If more than one of these mechanisms discovers an appropriate directory location then an error occurs. If none of these mechanisms discovers an appropriate directory location then an error occurs.
Builtin Packages
CUE has a standard library of builtin packages that are compiled into the cue
command.
A list of these packages can be found at pkg.go.dev/cuelang/go/pkg. The intention is to have this documentation in CUE format, but for now we are piggybacking on the Go infrastructure to host and present the CUE standard library documentatation.
To use a builtin package, import its path relative to cuelang.org/go/pkg
and invoke the functions using its qualified identifier.
For instance:
package example
import "strings"
A: "Hello, world!"
B: strings.ToUpper(A)
C: strings.HasPrefix(B, "HELLO")
$ cue eval
A: "Hello, world!"
B: "HELLO, WORLD!"
C: true
File Organization
Instances
Within a module, all .cue
files with the same package name are part
of the same package.
A package is evaluated within the context of a certain directory.
Within this context, only the files belonging to that package in that
directory and its ancestor directories within the module are combined.
We call that an instance of a package.
Using this approach, the different kind of directories within a module can be ascribed the following roles:
- module root: schema
- medial directories: policy
- leaf directories: data
The top of the hierarchy (the module root) defines constraints that apply across the organization.
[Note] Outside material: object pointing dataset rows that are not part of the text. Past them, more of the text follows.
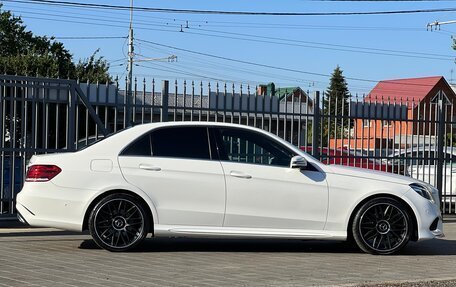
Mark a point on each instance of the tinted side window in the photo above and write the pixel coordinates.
(140, 147)
(182, 142)
(250, 147)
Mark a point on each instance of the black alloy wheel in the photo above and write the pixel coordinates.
(119, 222)
(382, 226)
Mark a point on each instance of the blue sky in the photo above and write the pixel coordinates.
(361, 45)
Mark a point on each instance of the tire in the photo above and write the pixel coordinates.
(119, 222)
(382, 226)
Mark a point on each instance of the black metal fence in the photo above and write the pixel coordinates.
(41, 115)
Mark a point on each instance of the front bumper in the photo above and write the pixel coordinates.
(428, 217)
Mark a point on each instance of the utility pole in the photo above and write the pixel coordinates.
(436, 24)
(130, 68)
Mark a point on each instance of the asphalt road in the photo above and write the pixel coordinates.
(48, 257)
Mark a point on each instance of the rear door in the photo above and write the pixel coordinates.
(176, 168)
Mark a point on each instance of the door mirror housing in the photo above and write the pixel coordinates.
(298, 162)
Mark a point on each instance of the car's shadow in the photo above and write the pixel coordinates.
(431, 247)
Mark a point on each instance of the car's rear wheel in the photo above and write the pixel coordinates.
(382, 226)
(119, 222)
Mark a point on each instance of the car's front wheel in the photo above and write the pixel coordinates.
(119, 222)
(382, 226)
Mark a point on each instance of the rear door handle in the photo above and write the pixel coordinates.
(240, 174)
(149, 167)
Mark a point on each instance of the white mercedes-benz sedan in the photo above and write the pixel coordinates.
(221, 180)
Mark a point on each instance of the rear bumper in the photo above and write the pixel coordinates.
(46, 205)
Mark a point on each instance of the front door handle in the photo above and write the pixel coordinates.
(149, 167)
(240, 174)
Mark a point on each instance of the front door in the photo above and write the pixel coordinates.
(174, 166)
(262, 190)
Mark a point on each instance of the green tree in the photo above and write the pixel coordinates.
(335, 103)
(23, 53)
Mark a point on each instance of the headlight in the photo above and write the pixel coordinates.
(422, 190)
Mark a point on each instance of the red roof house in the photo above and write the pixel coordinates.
(419, 95)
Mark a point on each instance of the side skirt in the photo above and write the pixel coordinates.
(233, 232)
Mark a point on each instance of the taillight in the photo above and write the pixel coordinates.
(42, 173)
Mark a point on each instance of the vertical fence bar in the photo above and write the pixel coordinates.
(316, 126)
(165, 100)
(440, 142)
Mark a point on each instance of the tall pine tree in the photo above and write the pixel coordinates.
(335, 103)
(23, 53)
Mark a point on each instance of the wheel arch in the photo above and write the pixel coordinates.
(413, 218)
(99, 197)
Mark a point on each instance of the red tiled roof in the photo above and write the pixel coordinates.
(403, 90)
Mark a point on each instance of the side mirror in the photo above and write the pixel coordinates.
(298, 162)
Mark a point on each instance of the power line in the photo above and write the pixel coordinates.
(88, 37)
(345, 48)
(272, 67)
(331, 46)
(231, 24)
(222, 12)
(252, 63)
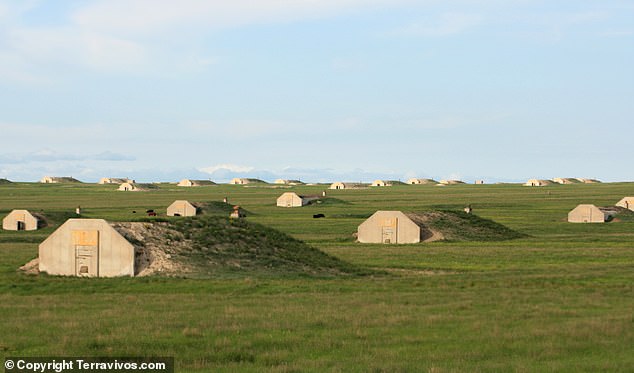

Leaf directories typically define concrete instances, inheriting all the constraints of ancestor directories. Directories between the leaf and top directory define constraints, like policies, that only apply to its subdirectories.
Because order of evaluation does not matter in CUE, leaf packages do not explicitly have to specify which parts of their parents they want to inherit from. Instead, parent directories can be seen to “push out” constraints to their subdirectories. In other words, parent directories define policies to which subdirectories must comply.